Practical proposals for improving the Department of Labour’s approach to high hazard industries
Employers, principals and other people with duties under the Health and Safety in Employment Act 1992 and the Hazardous Substances and New Organisms Act 1996 have legal obligations to ensure the safety and wellbeing of people (and in the context of hazardous substances, the environment). The Department's role is to administer and enforce the legislation and to:
- help duty-holders to improve safety at places of work and the safety of people at work by providing information and education
- ascertain whether or not the Act has been or is likely to be complied with
- take all reasonable steps to ensure the Act is being complied with.
The Department of Labour's Labour Group is responsible for enforcing the Act in all places of work. However each workplace is different and can present different hazards and potential harms.

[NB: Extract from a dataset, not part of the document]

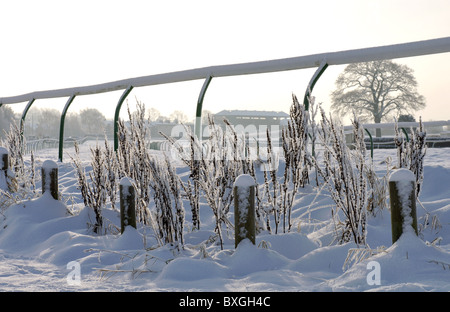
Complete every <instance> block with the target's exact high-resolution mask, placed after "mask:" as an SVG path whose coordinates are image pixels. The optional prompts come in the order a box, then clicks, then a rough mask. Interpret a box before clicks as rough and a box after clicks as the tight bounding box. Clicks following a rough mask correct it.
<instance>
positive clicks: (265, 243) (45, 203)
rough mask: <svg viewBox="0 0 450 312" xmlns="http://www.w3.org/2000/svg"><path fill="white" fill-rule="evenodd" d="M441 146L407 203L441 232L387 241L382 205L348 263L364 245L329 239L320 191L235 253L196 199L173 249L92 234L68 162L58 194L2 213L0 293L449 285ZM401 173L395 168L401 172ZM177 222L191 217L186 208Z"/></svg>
mask: <svg viewBox="0 0 450 312" xmlns="http://www.w3.org/2000/svg"><path fill="white" fill-rule="evenodd" d="M87 144H88V142H87V143H84V144H83V145H81V146H80V148H81V149H82V154H81V157H83V155H86V158H85V159H86V166H88V164H89V161H90V159H89V148H88V145H87ZM94 144H95V143H94ZM83 151H84V154H83ZM449 152H450V149H447V148H441V149H428V151H427V156H426V157H425V168H424V181H423V188H422V191H421V193H420V198H419V199H420V203H421V204H418V205H417V214H418V218H421V217H422V218H423V217H424V216H425V215H426V214H427V213H429V214H430V215H431V216H434V217H436V218H437V219H438V220H439V222H440V224H441V228H439V229H432V228H431V226H429V227H427V228H425V229H424V230H422V231H421V234H420V235H419V236H416V235H415V234H414V233H413V232H405V233H404V234H403V235H402V236H401V237H400V239H398V240H397V241H396V242H395V243H394V244H392V242H391V230H390V228H391V227H390V213H389V209H388V208H386V209H385V210H383V211H379V212H378V213H377V215H376V216H375V217H369V218H368V225H367V228H368V229H367V230H368V234H367V242H368V245H369V246H370V249H371V250H373V251H375V252H374V253H373V254H372V255H370V256H368V255H367V256H366V257H362V259H360V260H359V261H354V262H353V263H352V262H351V261H350V260H352V259H350V258H349V252H350V251H355V252H360V253H361V254H362V252H364V251H367V249H356V248H357V246H356V245H355V244H354V243H347V244H343V245H337V244H336V243H333V237H332V236H333V235H332V233H333V229H334V225H333V224H332V221H331V220H332V219H331V207H332V205H333V201H332V200H331V199H330V197H329V195H328V194H327V192H326V191H325V189H324V188H321V187H316V186H307V187H305V188H304V189H300V190H299V193H298V196H297V198H296V201H295V202H294V207H293V210H292V219H293V226H292V230H291V232H290V233H279V234H277V235H274V234H268V233H266V232H262V233H258V234H257V237H256V244H255V245H253V244H252V243H251V242H250V241H248V240H243V241H242V242H241V243H240V244H239V245H238V247H237V248H235V247H234V237H233V236H232V235H228V236H227V235H224V248H223V250H221V249H220V246H219V244H218V242H217V240H216V241H214V239H213V238H214V226H215V222H214V216H213V213H212V212H211V209H209V207H207V206H206V203H205V202H202V204H201V212H200V218H201V224H202V228H201V230H198V231H194V230H191V227H189V226H186V227H185V235H184V239H185V246H184V248H183V249H178V248H177V247H176V246H172V245H170V244H167V245H165V246H163V247H158V248H155V244H156V242H155V239H154V234H153V232H152V231H151V229H149V228H145V227H142V226H138V228H137V229H134V228H132V227H127V228H126V230H125V232H124V233H123V234H122V235H120V234H118V233H112V232H111V233H107V234H105V235H98V234H94V233H92V230H91V231H90V230H89V229H88V227H87V223H91V222H93V220H95V215H94V212H93V210H92V209H91V208H89V207H84V204H83V200H82V198H81V196H80V193H79V190H78V189H77V182H76V175H75V171H74V168H73V166H72V164H71V163H70V162H67V163H58V167H59V190H60V192H61V195H62V196H61V198H62V199H61V201H57V200H55V199H53V198H52V197H51V195H50V193H48V192H46V193H44V194H43V195H39V196H40V197H39V198H34V199H26V200H23V201H21V202H17V203H16V204H14V205H11V206H9V207H8V208H2V210H1V215H0V223H1V224H0V225H1V226H0V290H2V291H170V292H178V291H232V292H236V291H276V292H279V291H282V292H284V291H358V292H359V291H436V292H437V291H446V292H448V291H450V224H449V223H448V220H450V188H449V187H448V185H449V183H450V160H449V159H448V156H447V155H449ZM155 153H158V152H155ZM56 155H57V150H46V151H42V152H40V153H39V154H38V155H37V156H36V159H37V165H36V167H37V168H38V167H39V166H42V165H44V164H43V160H46V159H52V158H53V159H55V158H56ZM388 156H390V157H392V159H395V157H396V151H395V150H375V151H374V157H375V158H374V164H375V166H376V170H377V173H378V174H380V176H382V175H383V174H386V164H385V163H382V162H383V161H384V160H385V159H386V157H388ZM67 159H69V158H67ZM175 164H176V166H177V172H178V173H179V174H180V176H181V177H182V178H187V177H188V175H189V170H186V168H185V167H183V166H182V165H181V164H180V163H179V162H175ZM397 174H398V171H397V172H396V173H394V177H395V175H397ZM398 175H400V174H398ZM391 178H392V176H391ZM403 178H404V176H403V174H401V175H400V178H399V179H400V180H403ZM241 182H242V184H243V185H249V183H250V180H249V179H247V178H243V179H242V181H240V179H239V181H238V184H240V183H241ZM252 182H253V183H255V181H252ZM257 182H258V184H259V183H260V181H257ZM0 196H3V195H0ZM422 205H423V207H422ZM102 212H103V215H104V218H105V220H109V221H110V222H111V223H113V224H115V225H119V226H120V219H119V212H118V211H117V210H113V209H110V208H109V207H107V208H105V209H103V210H102ZM230 214H231V215H232V212H230ZM186 222H187V223H188V222H190V211H189V209H186ZM422 222H423V219H419V223H422ZM430 222H431V218H430ZM77 267H78V268H79V270H77ZM77 278H78V279H77Z"/></svg>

In its enforcement work, the Department has tended to prioritise those workplaces where injury and harm are serious and frequent such as forestry or construction and where employers have exhibited an unwillingness or poor ability to effectively manage safety. This approach is a prudent use of a limited inspectorate resource and is consistent with modern regulatory principles.

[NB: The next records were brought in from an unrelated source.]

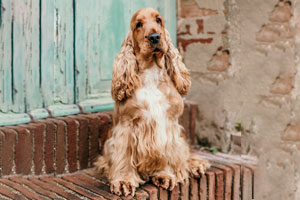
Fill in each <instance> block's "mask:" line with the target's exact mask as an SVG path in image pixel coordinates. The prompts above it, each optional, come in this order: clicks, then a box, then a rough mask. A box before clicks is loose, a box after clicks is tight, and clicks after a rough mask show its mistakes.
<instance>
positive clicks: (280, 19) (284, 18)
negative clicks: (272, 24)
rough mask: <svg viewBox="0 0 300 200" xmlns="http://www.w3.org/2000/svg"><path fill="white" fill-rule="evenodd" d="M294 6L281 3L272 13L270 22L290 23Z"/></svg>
mask: <svg viewBox="0 0 300 200" xmlns="http://www.w3.org/2000/svg"><path fill="white" fill-rule="evenodd" d="M291 10H292V6H291V4H290V2H288V1H285V2H282V1H280V2H279V3H278V4H277V5H276V6H275V8H274V10H273V11H272V13H271V16H270V18H269V20H270V21H271V22H281V23H282V22H288V21H290V19H291V17H292V12H291Z"/></svg>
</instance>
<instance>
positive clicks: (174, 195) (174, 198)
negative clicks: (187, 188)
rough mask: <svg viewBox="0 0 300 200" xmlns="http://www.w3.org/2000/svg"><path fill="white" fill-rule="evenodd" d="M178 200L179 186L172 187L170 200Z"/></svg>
mask: <svg viewBox="0 0 300 200" xmlns="http://www.w3.org/2000/svg"><path fill="white" fill-rule="evenodd" d="M178 199H179V185H177V186H175V187H174V189H173V190H172V191H171V195H170V200H178Z"/></svg>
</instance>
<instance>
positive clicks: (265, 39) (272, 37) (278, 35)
mask: <svg viewBox="0 0 300 200" xmlns="http://www.w3.org/2000/svg"><path fill="white" fill-rule="evenodd" d="M280 36H281V31H280V30H279V29H277V28H276V27H274V26H273V25H269V24H268V25H263V26H262V27H261V29H260V31H259V32H258V34H257V36H256V40H257V41H259V42H275V41H276V40H278V39H279V38H280Z"/></svg>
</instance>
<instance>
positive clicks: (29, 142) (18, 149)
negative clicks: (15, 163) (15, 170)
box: [11, 126, 33, 175]
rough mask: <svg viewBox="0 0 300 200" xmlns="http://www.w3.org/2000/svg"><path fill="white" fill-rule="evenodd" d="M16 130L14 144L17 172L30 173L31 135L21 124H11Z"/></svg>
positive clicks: (31, 164)
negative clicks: (14, 142) (14, 145)
mask: <svg viewBox="0 0 300 200" xmlns="http://www.w3.org/2000/svg"><path fill="white" fill-rule="evenodd" d="M11 129H14V130H15V131H16V132H17V138H18V139H17V143H16V146H15V163H16V173H17V174H24V175H27V174H30V173H31V168H32V164H33V162H32V161H33V144H32V142H33V136H32V134H31V133H30V131H29V130H28V129H26V128H24V127H21V126H12V127H11Z"/></svg>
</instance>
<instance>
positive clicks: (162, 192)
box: [159, 187, 169, 200]
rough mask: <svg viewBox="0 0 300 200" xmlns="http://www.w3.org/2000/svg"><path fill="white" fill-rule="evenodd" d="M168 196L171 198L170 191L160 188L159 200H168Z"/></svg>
mask: <svg viewBox="0 0 300 200" xmlns="http://www.w3.org/2000/svg"><path fill="white" fill-rule="evenodd" d="M168 196H169V192H168V190H166V189H163V188H162V187H159V200H165V199H168Z"/></svg>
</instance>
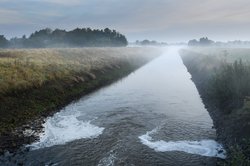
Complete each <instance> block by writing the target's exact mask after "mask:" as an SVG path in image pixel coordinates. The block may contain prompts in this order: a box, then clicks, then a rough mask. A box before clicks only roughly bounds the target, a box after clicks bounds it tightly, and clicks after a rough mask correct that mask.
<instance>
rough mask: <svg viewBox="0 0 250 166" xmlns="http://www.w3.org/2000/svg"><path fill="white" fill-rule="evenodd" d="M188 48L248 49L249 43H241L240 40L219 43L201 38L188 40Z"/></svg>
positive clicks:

However, some industries have inherent and significant risks or hazards even when managed by highly motivated and safety conscious operators. For a small subset of these high risk activities, the risk of failure can be catastrophic.
Fortunately, few New Zealand businesses or places of work have the potential for catastrophic failure. Furthermore, where higher risk activities or places of work exist, risks and hazards are generally well managed and, as a result, catastrophic failures are rare events.
Unfortunately, as the Pike River coal mine disaster and other recent large scale disasters such as the Japanese nuclear reactor disaster at Fukushima or the Deepwater Horizon spill in the Gulf of Mexico demonstrate, catastrophes can and do occur.
This paper intends to assist the Labour Group to identify an appropriate approach to managing high hazard industries. The paper is written for internal audiences and some of the technical detail assumes a reasonable level of knowledge on the issues and the legal/operational contexts. The paper makes a number of recommendations and potential actions for the Group to consider as it works to improve the Department’s approach to high hazard industries.